Love it or hate it, whatever you may have to say about it, Google Chrome is one of the top browsers in the world, and head and shoulders above all the others in Google integration. If your entire digital life is synced to your Gmail address, there’s practically no question that Chrome is the browser you want. What is questionable, however, is the battery life Chrome offers to laptop, phone, and tablet users. The number of people out there who work and play from laptops, smartphones, and tablets running Windows , Android and Linux is incredible, and this crowd, for the most part, values the ability to take their workhorse or gaming powerhouse with them where they like and use it as long as they like. While a number of devices miss the magical 8-hour workday mark, every bit of juice counts, and Chrome has been the subject of continual scorn in this regard. Thus, Google took to YouTube, or rather to Vimeo, to set the record straight on video.
While some other laptops can pulverize it in battery life, gaming chops or screen beauty, the Microsoft Surface Book is widely thought of as the current gold standard for Windows laptops, akin to the Chromebook Pixel for Chrome OS devices. Google grabbed a pair of these, both running an identical Windows 10 setup, and installed two different versions of Chrome for the test at hand. One had Chrome version 46, from 2015. The other had the current version, Chrome 53. The two laptops started playing the same video loop from streaming website Vimeo. In the time lapse that followed, the laptop with Chrome 46 doing the job petered out at 8 hours and 26 minutes, a respectable work day for most professionals and more than long enough for most casual browsers. Chrome 53 took things a bit further and pulled down a whopping 10 hours and 39 minutes.

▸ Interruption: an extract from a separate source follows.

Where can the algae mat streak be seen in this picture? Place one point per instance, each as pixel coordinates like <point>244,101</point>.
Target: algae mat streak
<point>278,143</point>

In a blog post on the matter, Google noted that in the same time frame, Chrome has become about 15 percent faster. The latest release of Chrome has also become 33 percent faster on Apple’s Mac platform year on year, and the Android version adds in support for Android Pay, making it one of the more versatile browsers on the platform. Users of 32-bit Linux distributions will sadly not see any of these improvements, but just about every other platform can bask in a faster Chrome that offers better battery life than ever before.